ここでは、遺留分の計算にあたっては、被相続人から相続又は生前贈与により、承継的に取得するものがその対象になるという考え方が、基本的枠組みになっています。
- それ以外の保険商品(年金保険契約など)
現在、年金保険契約などいった商品が保険会社によって販売されています。これらは、Aさん(保険契約者・被保険者)が一括払又は各月払い等の形で保険料を支払い、そのAさんが年金支払期間(たとえば65歳や70歳といった時期がスタートになることが通例です。)に達したとき、毎年(または毎月)の年金支払い日になると年金が支払われることになり、もし、その年金支払期間の途中でAさんが死亡した場合には、特定の指定された受取人(Bさん)が、「残余年金支払期間」の「未払年金の現価」といった額を受領するといった保険商品です。たとえば65歳から20年間を「年金保険」を受給することができる保険の場合、85歳まで存命であれば、Aさんが「年金」を受給することが可能となりますが、途中で死亡した場合、予め指定されていたBさんは「継続受取人」という形で、同様の額を受け取ることが可能になります。

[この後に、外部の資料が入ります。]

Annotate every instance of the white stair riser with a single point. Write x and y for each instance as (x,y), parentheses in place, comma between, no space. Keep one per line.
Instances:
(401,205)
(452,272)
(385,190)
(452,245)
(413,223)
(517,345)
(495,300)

つまり、これらの保険を、上記Bさんが受け取ることができるのは「継続受取人」というの地位であり、上記Aさんが既に受給を開始していた地位を引き継いでいるというところに、生命保険との大きな違いがあります。こうした保険商品を、下級審の裁判例で争われた事案はあるものの、最高裁判所の判例として、明確な取り扱いが決まっているものではありません(地方裁判所等が出した個別の裁判所の判決は、他の裁判の先例拘束性があるものではないため)。そのため、現時点では「遺留分の算定の基礎となる財産」に含むことが出来るという立場、含まないという立場、それぞれを訴訟のなかで主張を繰り広げることになります。
- 保険商品の複雑化
これ以外にも、高齢者が契約する保険商品や金融商品は複雑化しております。単純な「生命保険」以外の場合には、どのような商品なのかを、個別に検討することが重要と言えます。
- 調査方法
なお、こうした保険の有無にあたっては、23条照会という形をとって、訴訟を提起する前に事実関係の調査を行うことが一般的です。保険会社の判断にもよりますが、少なくとも、被相続人が加入していた保険商品の内容や契約日、死亡前に支払われた保険料などは開示されることが多いと言えます。